Rosenblatt wrote Trump he was requesting the interview "based on your personal knowledge of matters that are relevant to Sergeant Bergdahl's right to a fair trial."
"This interview will help us determine whether to seek a deposition order under Rule for Court-Martial 702 or your personal appearance as a witness at an Article 39(a) session of the court-martial," he added.
The attorney assumed the interview would "last less than two hours" and wrote, "I will try to keep it as short as possible in light of your busy schedule."
Trump's campaign did not immediately respond to a request for comment on the attorney's request.
During campaign events Trump has sometimes referred to Bergdahl as a deserter who deserves the death penalty if convicted.
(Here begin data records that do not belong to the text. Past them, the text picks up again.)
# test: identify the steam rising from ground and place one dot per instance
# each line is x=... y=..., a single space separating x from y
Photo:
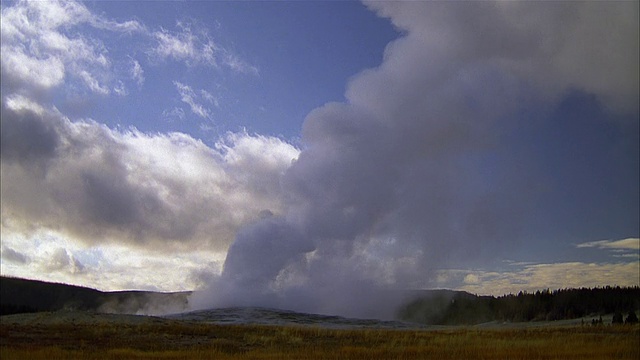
x=414 y=169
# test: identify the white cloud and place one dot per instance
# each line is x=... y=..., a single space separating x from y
x=41 y=50
x=197 y=49
x=626 y=244
x=534 y=277
x=189 y=97
x=105 y=186
x=137 y=73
He has also claimed that some soldiers were killed during the search for Bergdahl following his disappearance in June 2009.
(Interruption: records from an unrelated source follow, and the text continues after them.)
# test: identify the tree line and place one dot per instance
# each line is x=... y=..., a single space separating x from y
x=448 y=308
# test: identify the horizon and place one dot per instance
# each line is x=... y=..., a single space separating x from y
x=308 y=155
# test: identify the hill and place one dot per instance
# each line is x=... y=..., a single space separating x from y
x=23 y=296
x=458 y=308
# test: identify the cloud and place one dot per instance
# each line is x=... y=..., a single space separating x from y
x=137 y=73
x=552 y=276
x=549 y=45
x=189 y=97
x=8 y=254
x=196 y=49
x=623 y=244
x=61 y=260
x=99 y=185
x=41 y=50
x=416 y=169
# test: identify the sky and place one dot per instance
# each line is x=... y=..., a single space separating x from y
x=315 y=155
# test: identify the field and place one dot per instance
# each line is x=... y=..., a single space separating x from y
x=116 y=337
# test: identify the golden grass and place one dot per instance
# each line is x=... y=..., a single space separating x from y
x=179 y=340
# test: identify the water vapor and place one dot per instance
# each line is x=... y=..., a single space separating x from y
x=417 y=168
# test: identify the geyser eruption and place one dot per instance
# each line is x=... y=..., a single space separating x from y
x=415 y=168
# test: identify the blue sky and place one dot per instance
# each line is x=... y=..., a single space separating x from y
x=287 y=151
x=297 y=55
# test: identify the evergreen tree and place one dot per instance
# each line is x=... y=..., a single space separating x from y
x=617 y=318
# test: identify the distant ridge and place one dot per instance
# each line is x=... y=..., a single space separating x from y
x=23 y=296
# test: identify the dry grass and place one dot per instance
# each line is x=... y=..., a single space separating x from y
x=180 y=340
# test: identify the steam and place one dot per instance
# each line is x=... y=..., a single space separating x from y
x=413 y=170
It is not the first time that Bergdahl's attorneys have been upset with Trump's comments this presidential campaign season.
In December, Eugene Fidell, Bergdahl's civilian attorney complained about Trump in the note in which he confirmed that Bergdahl's case would proceed to a court martial.
"We again ask that Donald Trump cease his prejudicial months-long campaign of defamation against our client," he wrote.
Held captive by the Taliban for nearly five years, Bergdahl will face a court martial later this year for charges including desertion and misbehavior before the enemy. He faces life in a military prison if convicted on the charge of misbehavior before the enemy.
Bergdahl's court martial was originally slated for August, but that process is on hold while military prosecutors have appealed to a military appeals court about a ruling by the presiding judge in the case that granted the defense team access to some classified information.